«La justice est une cible classique»
Opposer justice et volonté populaire est un ressort habituel des partis populistes, analyse le politologue Oscar Mazzoleni. Acculé, François Fillon y recourt lui aussi
Que vous inspire cette manière d’opposer les juges et le peuple?
Que ce soit Geert Wilders aux Pays-Bas, Marine Le Pen en France, le Parti de la liberté en Autriche ou l’UDC suisse, tous ces partis souvent classés comme droite populiste utilisent ce ressort. Ces partis tendent à avoir une vision homogène du peuple et dénoncent tout ce qui pourrait entraver sa souveraineté. La justice et les juges sont souvent une cible classique en raison du pouvoir qu’ils incarnent. Les juges sont alors présentés comme des élites qui manquent d’impartialité et refusent de se soumettre à la volonté populaire. Les médias sont d’ailleurs aussi dans le viseur. Il n’y a qu’à voir les attaques récurrentes contre le quatrième pouvoir de la part du président américain, Donald Trump.
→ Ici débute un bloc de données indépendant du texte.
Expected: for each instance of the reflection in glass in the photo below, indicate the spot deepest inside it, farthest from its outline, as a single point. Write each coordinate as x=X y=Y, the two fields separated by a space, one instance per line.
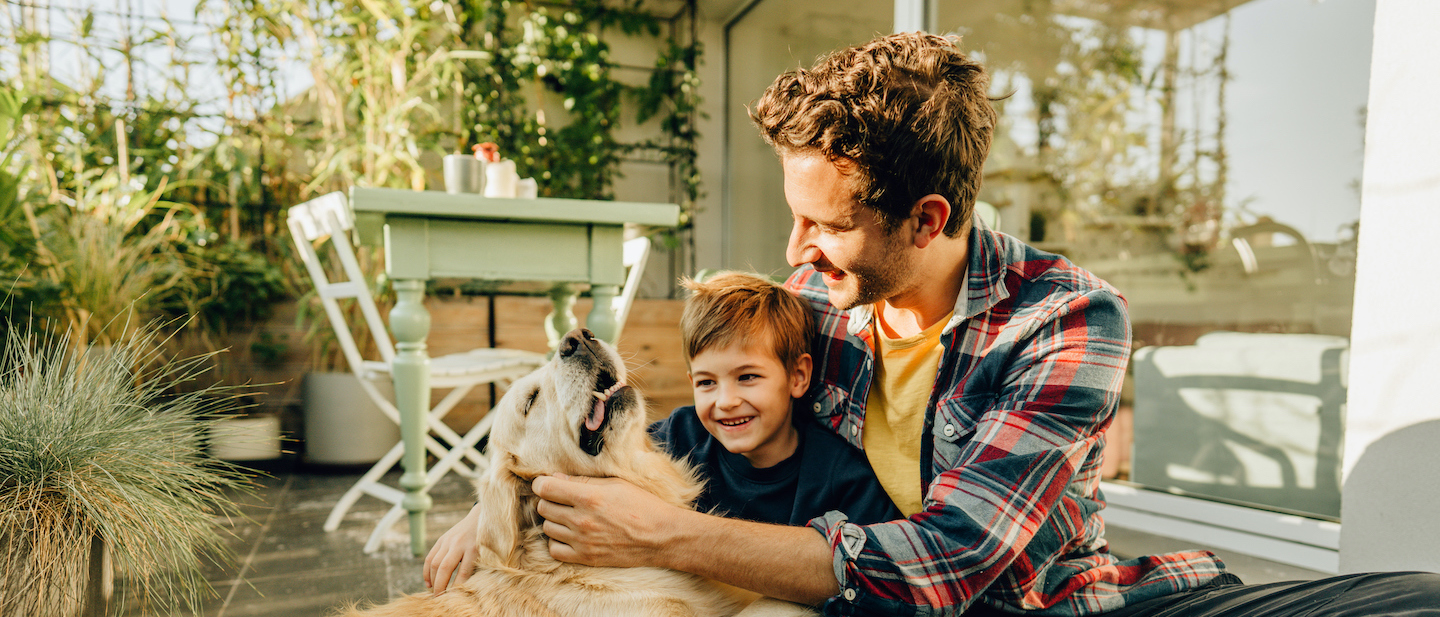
x=1204 y=157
Mais François Fillon n’est pourtant pas classé comme «populiste», contrairement à la candidate du FN, Marine Le Pen?
Non. Mais la question judiciaire est devenue si omniprésente dans cette campagne que tous les candidats sont obligés de se positionner sur cet enjeu. Pour François Fillon, c’est sa dernière ligne de défense. Mais il rejoint ainsi la posture de Marine Le Pen, qui disqualifie les juges comme empêchant les Français d’élire les dirigeants de leur choix. Contrairement à François Fillon, la présidente du FN ne se rendra pas à la convocation de la justice. C’est une position assumée, qui vise à dénoncer la partialité du pouvoir judiciaire, à le présenter comme partie prenante de la campagne.
La justice française est en position d’arbitre de la présidentielle. Il y a de quoi s’interroger, non?
C’est une situation difficile: si les juges n’agissent pas et attendent les résultats, on leur reprochera aussi leur politisation.
En Suisse, le débat entre les pouvoirs de la loi et du peuple est-il toujours aussi vif?
En février 2016, l’UDC a enregistré une défaite sur sa deuxième initiative pour le renvoi des étrangers criminels. Ce parti plaidait pour que ce renvoi soit automatique, déniant ainsi toute marge d’appréciation des juges. Et cela, d’abord, pour affirmer la primauté des choix du peuple envers tout pouvoir institué, y compris le pouvoir judiciaire. Ce débat va revenir sur le devant de la scène, avec l’initiative contre les juges étrangers déposée l’été dernier.